In the ideal communications channel only the direct, or line-of-sight, signal is present at the receiver. The receiver correlates the line-of-sight signal with a locally generated PRN code and uses the correlation function peak to precisely determine the transmission time. In general, reflections of the transmitted signals may also be received. Specifically, the signals may also arrive at the receiver antenna after reflection from the earth's surface and from various man-made structures. These signals, known collectively as multipath, are combined with the line-of-sight signal at the receiver.
The time delay of multipath signals relative to the line-of-sight signal can result in a degradation of ranging accuracy. Specifically, it may distort the correlation function, thereby shifting the apparent peak of the function. The severity of the resulting inaccuracy is a function of the satellite and receiving antenna positions relative to the various reflecting objects. Methods have been developed to counter the effect of multipath on ranging system performance. For example, U.S. Pat. No. 5,495,499 describes a narrow correlator that reduces the effect of multipath on the range estimate, and U.S. Pat. No. 5,615,232 discloses an iterative curve-matching mechanism to largely eliminate the multipath contribution to the correlation function.
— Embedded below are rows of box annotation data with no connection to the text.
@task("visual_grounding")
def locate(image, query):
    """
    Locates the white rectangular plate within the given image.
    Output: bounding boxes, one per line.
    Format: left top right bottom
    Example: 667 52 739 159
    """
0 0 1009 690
These methods have various limitations and restrictions in resolving the effect of multipath, however, and the user of a GPS positioning system may not be aware of the extent to which multipath interference is degrading the accuracy of the range estimates. For example, a difference in the timing and carrier phases of the line-of-sight signal and the multipath signals may exist, even when distortion of the shape of the correlation function is minimal. The difference results in a shift of the correlation peak, and an associated degradation of the ranging accuracy. This condition may occur when the multipath is produced by "near" reflectors, i.e. when the differences in the relative path lengths of the line-of-sight and multipath signals are less than a significant fraction of a PRN chip.
What is needed is a simple and low-cost system for characterizing errors in a received signal due to multipath interference, in particular, when the interference is produced by "near" reflectors. The results can be used to provide the user with an indication of received signal quality and the presence of multipath. The system should not unduly increase the cost or size of currently available receiving units.